VLC rame sur Windows ? C'est la faute à Microsoft, et voici ce qu'il faut faire
 

Par Guillaume Belfiore
    
dim. 16 août     
 


VLC met trop de temps à lancer des MP3 sous Windows 10 et 11 : VideoLAN pointe un correctif de Microsoft Defender, mais la piste fait débat. Où se cache le vrai blocage ? 

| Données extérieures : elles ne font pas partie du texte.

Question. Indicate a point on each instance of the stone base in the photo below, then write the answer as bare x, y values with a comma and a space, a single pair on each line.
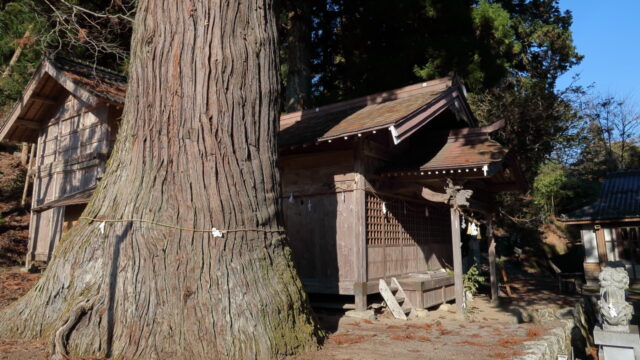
618, 345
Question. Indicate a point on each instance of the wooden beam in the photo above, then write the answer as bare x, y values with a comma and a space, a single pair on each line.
434, 196
28, 123
492, 263
457, 259
43, 99
360, 228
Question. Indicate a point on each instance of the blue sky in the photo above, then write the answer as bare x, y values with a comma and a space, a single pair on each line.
607, 33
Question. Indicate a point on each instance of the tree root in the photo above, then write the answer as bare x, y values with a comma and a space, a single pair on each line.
58, 346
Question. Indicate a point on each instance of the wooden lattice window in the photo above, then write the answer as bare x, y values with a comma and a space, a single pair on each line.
404, 222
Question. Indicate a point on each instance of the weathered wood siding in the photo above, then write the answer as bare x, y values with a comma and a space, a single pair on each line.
71, 149
318, 193
405, 236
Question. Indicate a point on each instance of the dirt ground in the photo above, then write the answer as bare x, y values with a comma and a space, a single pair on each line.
488, 332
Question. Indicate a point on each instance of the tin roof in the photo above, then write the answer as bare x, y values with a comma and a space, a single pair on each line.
101, 82
55, 77
619, 199
404, 109
466, 149
467, 153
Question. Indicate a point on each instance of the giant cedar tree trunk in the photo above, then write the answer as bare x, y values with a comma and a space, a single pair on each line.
196, 149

VideoLAN accuse un correctif de Microsoft Defender de ralentir fortement l'ouverture de fichiers MP3 dans VLC sous Windows 11 et Windows 10. Le ticket de développement du lecteur, ouvert depuis plusieurs mois, décrit toutefois un problème plus difficile à cerner qu'un simple bug antivirus.
vlc banner logo

Jonathan Blow, le créateur du jeu Braid, a expliqué avoir abandonné VLC pour le lecteur multimédia de Microsoft, jugeant inacceptable d'attendre 33 secondes pour lire un fichier MP3. VideoLAN a répliqué en pointant une mise à jour de Windows Defender, une explication qui ne convainc pas tout le monde.
Un cache de plugins piégé par Windows Defender

Sur X, VideoLAN explique que le problème vient d'un "bug" de Microsoft Defender introduit avec une mise à jour de Windows 11. Ce correctif placerait en quarantaine le cache de plugins de VLC, ce qui obligerait le logiciel à le reconstruire à chaque lancement. Réinstaller VLC ou régénérer ce cache suffirait, selon l'éditeur, à retrouver un démarrage normal.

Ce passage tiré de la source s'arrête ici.